(7) 帰路
翌日は朝早く出発した。それは私が青海省へ行くために、飛行機の時間に間に合うように皆さんが協力してくれたせいである。朝7時出発、これはこの地区では驚異的に早い。周囲は真っ暗。それでも漢族観光客は我々より先に出発して行った。彼らの観光は一日いくつ回るかが勝負。すごい。
今日の行程はウルムチ市に戻るだけ。その距離、680㎞。予想時間は10時間。これは長い。朝飯もない。どうなるんだろうか。兎に角先ずは寝る。皆ひたすら寝る。
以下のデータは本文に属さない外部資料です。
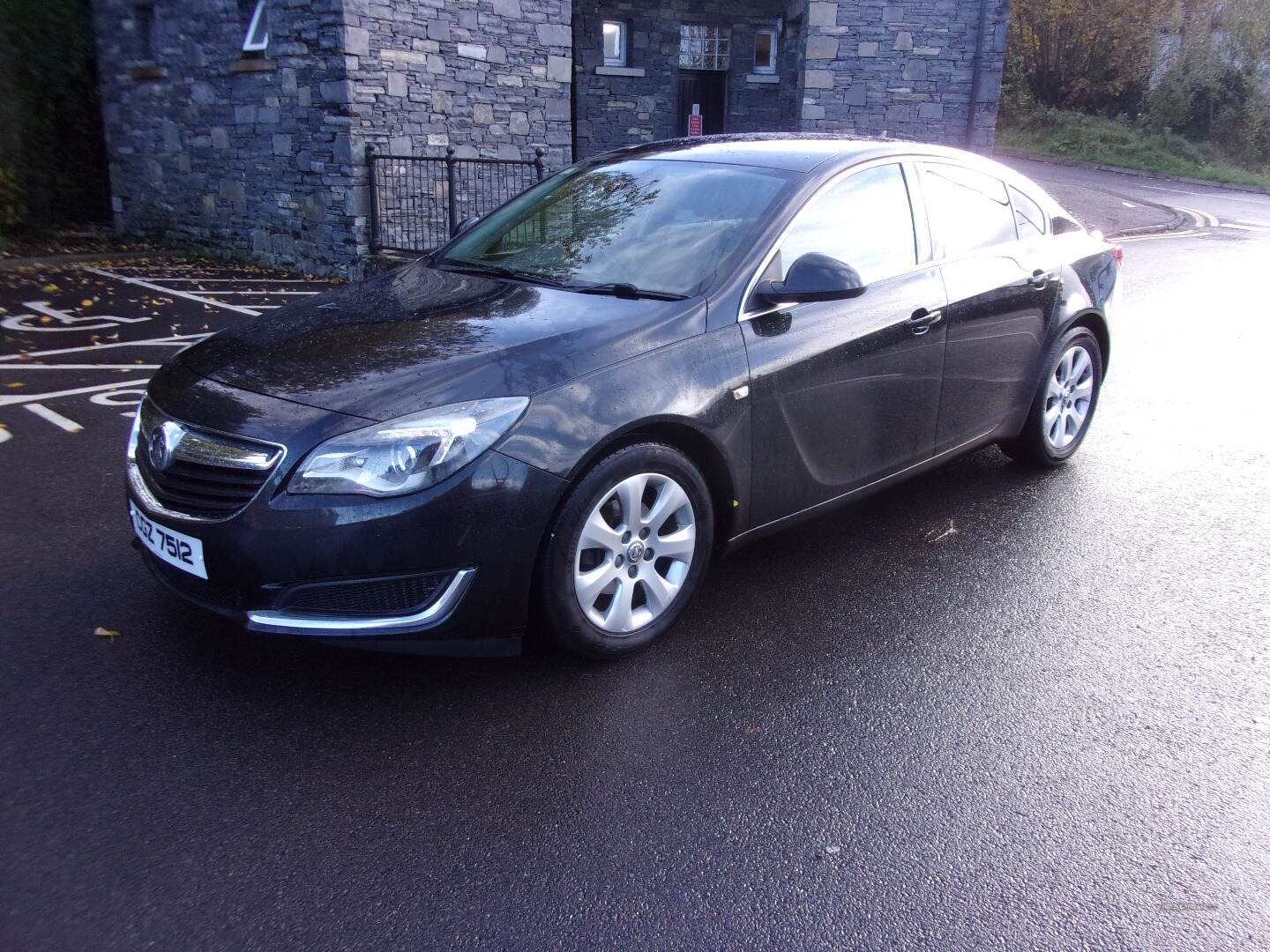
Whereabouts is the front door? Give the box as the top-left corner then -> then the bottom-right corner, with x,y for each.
679,70 -> 728,136
742,162 -> 945,525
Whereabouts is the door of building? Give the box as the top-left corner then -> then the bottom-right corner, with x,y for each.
679,70 -> 728,136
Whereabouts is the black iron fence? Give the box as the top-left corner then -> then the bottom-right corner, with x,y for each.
366,146 -> 548,251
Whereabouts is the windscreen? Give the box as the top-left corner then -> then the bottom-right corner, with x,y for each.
444,159 -> 795,294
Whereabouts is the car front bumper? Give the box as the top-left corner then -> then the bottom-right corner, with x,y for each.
127,365 -> 565,655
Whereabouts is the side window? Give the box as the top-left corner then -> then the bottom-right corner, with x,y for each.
779,165 -> 917,285
922,164 -> 1019,257
1005,185 -> 1045,239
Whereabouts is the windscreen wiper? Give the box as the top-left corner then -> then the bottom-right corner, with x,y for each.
436,257 -> 569,288
564,280 -> 687,301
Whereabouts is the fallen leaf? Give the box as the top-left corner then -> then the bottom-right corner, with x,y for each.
926,519 -> 956,542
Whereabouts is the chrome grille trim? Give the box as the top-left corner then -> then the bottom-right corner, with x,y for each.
127,398 -> 287,523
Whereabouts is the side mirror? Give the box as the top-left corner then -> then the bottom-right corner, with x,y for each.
754,251 -> 869,305
450,214 -> 480,237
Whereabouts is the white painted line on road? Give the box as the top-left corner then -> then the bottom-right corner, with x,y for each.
0,377 -> 150,406
4,361 -> 162,370
84,268 -> 260,317
0,334 -> 212,361
1174,205 -> 1221,228
1142,185 -> 1270,205
26,404 -> 84,433
120,274 -> 330,285
1117,230 -> 1213,243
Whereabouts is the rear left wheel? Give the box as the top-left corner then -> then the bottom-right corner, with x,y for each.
539,443 -> 713,658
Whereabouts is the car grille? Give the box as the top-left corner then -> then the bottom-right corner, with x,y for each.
145,552 -> 245,612
132,400 -> 283,519
282,574 -> 451,615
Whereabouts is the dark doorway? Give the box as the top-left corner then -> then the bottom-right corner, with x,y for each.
679,70 -> 728,136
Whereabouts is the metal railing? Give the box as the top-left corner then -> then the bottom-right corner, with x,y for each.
366,146 -> 548,253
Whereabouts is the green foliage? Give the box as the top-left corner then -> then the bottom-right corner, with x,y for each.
0,0 -> 108,231
1147,0 -> 1270,162
1005,0 -> 1178,115
997,108 -> 1270,188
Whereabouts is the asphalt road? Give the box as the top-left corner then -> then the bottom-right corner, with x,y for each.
0,177 -> 1270,952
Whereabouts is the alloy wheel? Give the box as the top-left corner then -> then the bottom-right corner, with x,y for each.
1042,344 -> 1094,450
572,472 -> 698,635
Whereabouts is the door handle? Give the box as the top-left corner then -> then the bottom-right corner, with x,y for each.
904,307 -> 944,337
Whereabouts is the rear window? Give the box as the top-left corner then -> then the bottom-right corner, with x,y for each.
922,164 -> 1017,257
1005,185 -> 1045,239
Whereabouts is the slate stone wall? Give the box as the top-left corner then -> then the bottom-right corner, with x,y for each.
574,0 -> 1010,158
93,0 -> 1008,277
572,0 -> 799,159
94,0 -> 364,273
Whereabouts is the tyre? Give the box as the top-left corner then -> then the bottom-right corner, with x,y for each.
537,443 -> 713,658
1001,328 -> 1102,467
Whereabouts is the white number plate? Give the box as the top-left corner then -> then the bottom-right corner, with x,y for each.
128,500 -> 207,579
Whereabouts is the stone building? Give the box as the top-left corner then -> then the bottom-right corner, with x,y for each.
94,0 -> 1008,275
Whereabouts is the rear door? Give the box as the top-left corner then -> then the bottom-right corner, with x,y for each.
742,162 -> 945,525
921,161 -> 1058,452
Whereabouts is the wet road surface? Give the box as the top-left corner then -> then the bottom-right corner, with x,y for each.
0,180 -> 1270,951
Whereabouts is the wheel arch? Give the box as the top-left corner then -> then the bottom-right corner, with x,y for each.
552,416 -> 738,548
1059,311 -> 1111,378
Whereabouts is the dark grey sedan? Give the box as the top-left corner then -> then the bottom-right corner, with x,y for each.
128,136 -> 1122,658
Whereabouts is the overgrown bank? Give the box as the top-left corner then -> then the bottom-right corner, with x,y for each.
997,108 -> 1270,188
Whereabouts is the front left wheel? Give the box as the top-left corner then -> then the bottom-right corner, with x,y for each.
539,443 -> 713,658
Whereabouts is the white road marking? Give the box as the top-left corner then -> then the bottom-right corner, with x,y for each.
1174,205 -> 1221,228
1119,230 -> 1212,243
26,404 -> 84,433
84,268 -> 260,317
0,377 -> 150,406
1142,185 -> 1270,205
117,274 -> 329,283
0,334 -> 212,361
運転手だけが可哀そうに懸命に車を走らせる。
途中朝日が昇る。良い風景だ、西の大地に朝日が昇る。殆ど対向車のない道路をバスはひた走る。2時間半ほどして、最初のトイレ休憩。ガソリンスタンドの後方には4000m級の山がそびえる。今日は天気も良く、実にクリアーである。
またバスに揺られて2時間、高速道路を降りる。昼飯かと期待したが、なかなかレストランに入らない。どうやら当地の名物、大盤鶏という料理のいい店を探しているようだ。この辺のこだわりは凄い。ラマダン中でもあり、中には店を閉めている所もある。ようやくバスが止まり、店に入る。かなり繁盛しているようで、席が外まではみ出している。
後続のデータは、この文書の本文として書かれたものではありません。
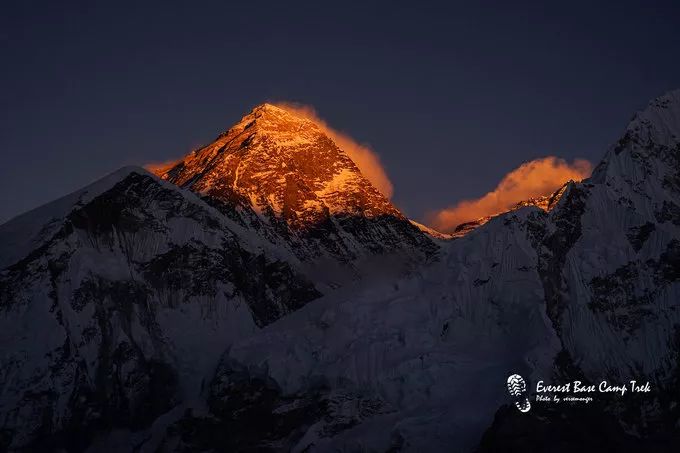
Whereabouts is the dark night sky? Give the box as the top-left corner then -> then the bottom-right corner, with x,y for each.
0,1 -> 680,222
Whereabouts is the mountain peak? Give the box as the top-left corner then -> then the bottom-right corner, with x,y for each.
156,103 -> 403,227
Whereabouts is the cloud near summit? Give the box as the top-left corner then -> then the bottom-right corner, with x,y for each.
273,102 -> 393,198
428,156 -> 592,232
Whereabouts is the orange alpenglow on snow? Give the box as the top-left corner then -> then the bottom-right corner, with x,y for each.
274,102 -> 393,198
147,104 -> 403,227
430,156 -> 592,232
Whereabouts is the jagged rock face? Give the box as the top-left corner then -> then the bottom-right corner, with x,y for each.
153,104 -> 435,260
0,92 -> 680,452
0,169 -> 320,451
195,92 -> 680,451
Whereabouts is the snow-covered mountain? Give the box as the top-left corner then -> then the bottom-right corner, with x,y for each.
151,104 -> 435,272
0,91 -> 680,452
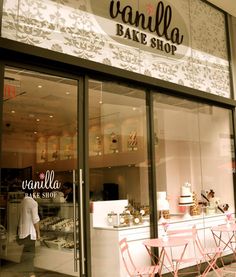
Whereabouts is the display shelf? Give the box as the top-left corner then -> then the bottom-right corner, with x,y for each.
34,246 -> 79,276
89,148 -> 146,168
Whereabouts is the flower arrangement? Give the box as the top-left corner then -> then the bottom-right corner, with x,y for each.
225,213 -> 233,224
162,221 -> 169,233
162,221 -> 169,241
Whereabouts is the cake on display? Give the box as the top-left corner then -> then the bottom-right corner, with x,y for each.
179,182 -> 194,206
157,191 -> 170,223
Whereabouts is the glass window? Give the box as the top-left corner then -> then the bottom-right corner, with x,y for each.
154,94 -> 235,231
0,67 -> 79,276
その大盤鶏は鶏を一羽潰して、ジャガイモなどの野菜と唐辛子などを煮込んだ物だったが、実に満足できる味だった。食べている時は大粒の汗が出るほど辛いが、これは癖になる。更には残った汁の上から太い麺を掛け、混ぜて食べる。もう堪らない。こんな料理が日本で出せるのであろうか。新疆で食べるから美味しいのであろう。
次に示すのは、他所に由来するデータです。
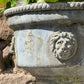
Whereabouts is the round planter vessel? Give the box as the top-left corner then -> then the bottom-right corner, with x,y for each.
4,2 -> 84,84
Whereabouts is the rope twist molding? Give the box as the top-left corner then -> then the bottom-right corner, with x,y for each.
4,2 -> 84,16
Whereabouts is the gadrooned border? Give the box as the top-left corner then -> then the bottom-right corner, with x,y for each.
4,2 -> 84,16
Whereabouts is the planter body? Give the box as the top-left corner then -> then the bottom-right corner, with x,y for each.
4,2 -> 84,84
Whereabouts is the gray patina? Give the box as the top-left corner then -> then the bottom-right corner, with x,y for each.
4,2 -> 84,76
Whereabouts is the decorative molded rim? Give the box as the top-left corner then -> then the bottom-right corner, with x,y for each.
4,2 -> 84,16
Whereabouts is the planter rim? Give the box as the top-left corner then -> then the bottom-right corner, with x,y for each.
4,2 -> 84,16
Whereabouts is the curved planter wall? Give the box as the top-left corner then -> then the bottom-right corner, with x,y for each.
4,2 -> 84,77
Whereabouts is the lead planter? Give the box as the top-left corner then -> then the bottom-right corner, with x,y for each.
4,2 -> 84,81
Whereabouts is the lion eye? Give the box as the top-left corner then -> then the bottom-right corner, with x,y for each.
57,41 -> 63,44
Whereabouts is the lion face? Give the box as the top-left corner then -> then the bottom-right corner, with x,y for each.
50,32 -> 77,60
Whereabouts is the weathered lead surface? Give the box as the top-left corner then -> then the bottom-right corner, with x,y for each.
5,2 -> 84,77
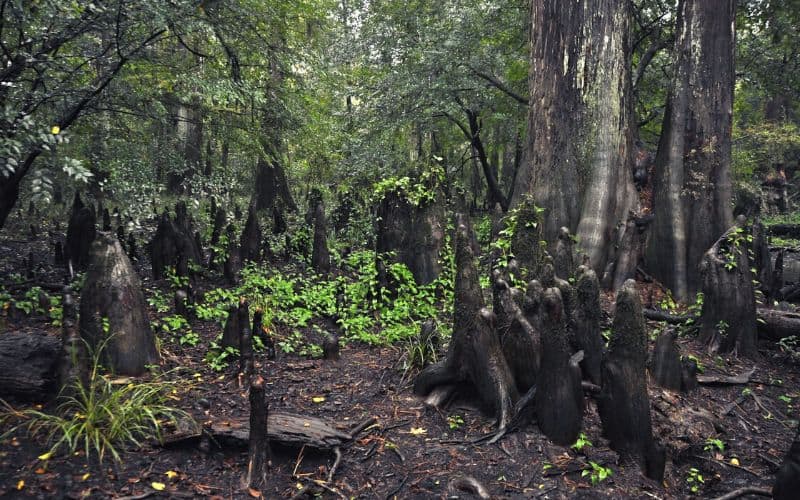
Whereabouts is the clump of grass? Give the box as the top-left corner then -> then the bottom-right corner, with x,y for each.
0,338 -> 191,462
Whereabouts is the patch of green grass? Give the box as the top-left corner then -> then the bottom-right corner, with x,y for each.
0,340 -> 191,462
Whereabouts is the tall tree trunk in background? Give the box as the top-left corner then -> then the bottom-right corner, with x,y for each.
647,0 -> 736,300
514,0 -> 637,272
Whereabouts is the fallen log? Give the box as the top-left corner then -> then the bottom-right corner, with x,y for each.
697,367 -> 756,385
767,224 -> 800,238
0,330 -> 61,400
643,307 -> 800,340
162,412 -> 375,450
756,308 -> 800,340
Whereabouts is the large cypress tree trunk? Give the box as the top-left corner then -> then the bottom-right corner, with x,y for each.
79,232 -> 159,376
514,0 -> 637,270
647,0 -> 735,300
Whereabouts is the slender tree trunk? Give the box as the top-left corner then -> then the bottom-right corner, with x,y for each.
514,0 -> 637,271
647,0 -> 736,300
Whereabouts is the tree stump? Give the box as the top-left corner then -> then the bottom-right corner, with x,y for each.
311,199 -> 331,274
414,215 -> 518,429
597,280 -> 664,481
0,330 -> 61,400
80,233 -> 159,376
772,425 -> 800,500
222,224 -> 242,285
494,277 -> 541,394
237,300 -> 253,382
553,227 -> 575,280
208,207 -> 226,270
534,288 -> 583,446
58,287 -> 89,398
242,376 -> 270,491
64,193 -> 96,269
322,333 -> 340,361
239,203 -> 261,263
700,221 -> 758,357
650,328 -> 683,391
222,299 -> 243,349
511,196 -> 548,287
572,266 -> 605,385
752,219 -> 775,298
375,191 -> 445,285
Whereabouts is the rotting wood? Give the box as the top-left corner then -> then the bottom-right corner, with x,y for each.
697,367 -> 756,385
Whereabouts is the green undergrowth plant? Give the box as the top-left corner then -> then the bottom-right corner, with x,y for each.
195,247 -> 453,356
0,338 -> 191,462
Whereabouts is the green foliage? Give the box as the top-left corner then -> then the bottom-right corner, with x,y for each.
571,432 -> 592,451
205,342 -> 239,372
0,346 -> 191,462
447,415 -> 464,431
686,467 -> 705,493
703,438 -> 725,452
581,460 -> 614,485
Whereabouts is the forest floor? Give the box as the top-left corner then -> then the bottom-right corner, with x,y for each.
0,217 -> 800,499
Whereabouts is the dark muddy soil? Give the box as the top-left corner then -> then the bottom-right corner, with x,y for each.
0,216 -> 800,499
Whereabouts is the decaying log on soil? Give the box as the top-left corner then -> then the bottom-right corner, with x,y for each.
597,280 -> 665,481
757,307 -> 800,340
535,288 -> 583,446
242,376 -> 270,490
311,199 -> 331,274
700,225 -> 758,357
375,191 -> 445,285
80,233 -> 159,376
572,266 -> 605,385
239,203 -> 261,263
0,330 -> 61,399
414,215 -> 517,429
183,411 -> 354,450
767,224 -> 800,239
772,425 -> 800,500
64,193 -> 96,269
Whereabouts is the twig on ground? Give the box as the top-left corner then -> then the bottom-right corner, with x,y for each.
713,486 -> 772,500
386,476 -> 408,500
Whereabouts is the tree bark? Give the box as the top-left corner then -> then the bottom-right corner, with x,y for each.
0,330 -> 61,399
414,215 -> 518,429
80,232 -> 159,376
700,225 -> 758,357
514,0 -> 637,270
597,280 -> 664,480
646,0 -> 736,300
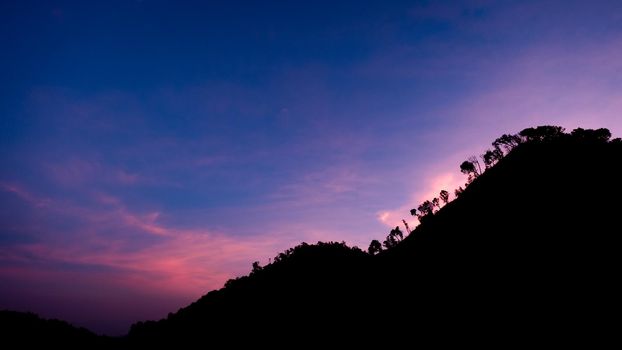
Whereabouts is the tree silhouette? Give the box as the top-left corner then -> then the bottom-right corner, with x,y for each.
367,239 -> 382,255
382,226 -> 404,249
439,190 -> 449,204
402,219 -> 412,234
460,160 -> 479,180
482,147 -> 503,169
492,134 -> 522,153
432,197 -> 441,209
251,261 -> 263,273
417,201 -> 434,221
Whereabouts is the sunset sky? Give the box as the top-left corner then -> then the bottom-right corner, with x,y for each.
0,0 -> 622,335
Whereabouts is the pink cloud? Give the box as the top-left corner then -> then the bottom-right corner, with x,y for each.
0,182 -> 51,208
377,168 -> 465,229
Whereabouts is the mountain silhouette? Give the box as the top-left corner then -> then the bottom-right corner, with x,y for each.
3,126 -> 622,348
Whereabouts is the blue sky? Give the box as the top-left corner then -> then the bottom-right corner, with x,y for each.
0,0 -> 622,334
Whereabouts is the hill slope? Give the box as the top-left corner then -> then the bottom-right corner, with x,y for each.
129,128 -> 622,345
0,127 -> 622,348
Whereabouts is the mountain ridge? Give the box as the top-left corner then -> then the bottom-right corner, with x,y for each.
3,126 -> 622,347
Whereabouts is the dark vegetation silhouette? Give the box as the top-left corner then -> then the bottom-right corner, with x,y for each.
6,126 -> 622,348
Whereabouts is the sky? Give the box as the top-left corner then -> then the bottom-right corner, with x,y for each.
0,0 -> 622,335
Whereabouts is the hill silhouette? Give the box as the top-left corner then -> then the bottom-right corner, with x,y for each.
2,126 -> 622,347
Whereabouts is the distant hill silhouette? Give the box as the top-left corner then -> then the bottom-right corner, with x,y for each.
2,127 -> 622,347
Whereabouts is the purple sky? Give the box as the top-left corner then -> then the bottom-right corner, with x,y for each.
0,0 -> 622,334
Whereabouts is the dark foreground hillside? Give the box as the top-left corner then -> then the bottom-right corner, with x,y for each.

今月はラマダンのため、午前中しか営業しない、と張り紙があったが、午後2時を過ぎても大繁盛であった。新疆時間ではまだお昼だったか。ここの食事ではビールが進む。久しぶりに昼から酒を飲み、そして大量の汗をかく。バスに乗り込むとすぐに寝る。
次にトイレ休憩があった時、持ち込んでいたスイカが切られた。J氏は器用にナイフを使い、鮮やかに切った。このスイカは酒を飲んだ後で、甘くて美味かった。こんな豪快な食べ方も久しぶりだ。
そして運転手の努力もあり、午後5時にはウイグル市内に入り、空港で降ろしてもらった。私の新疆北路は終了した。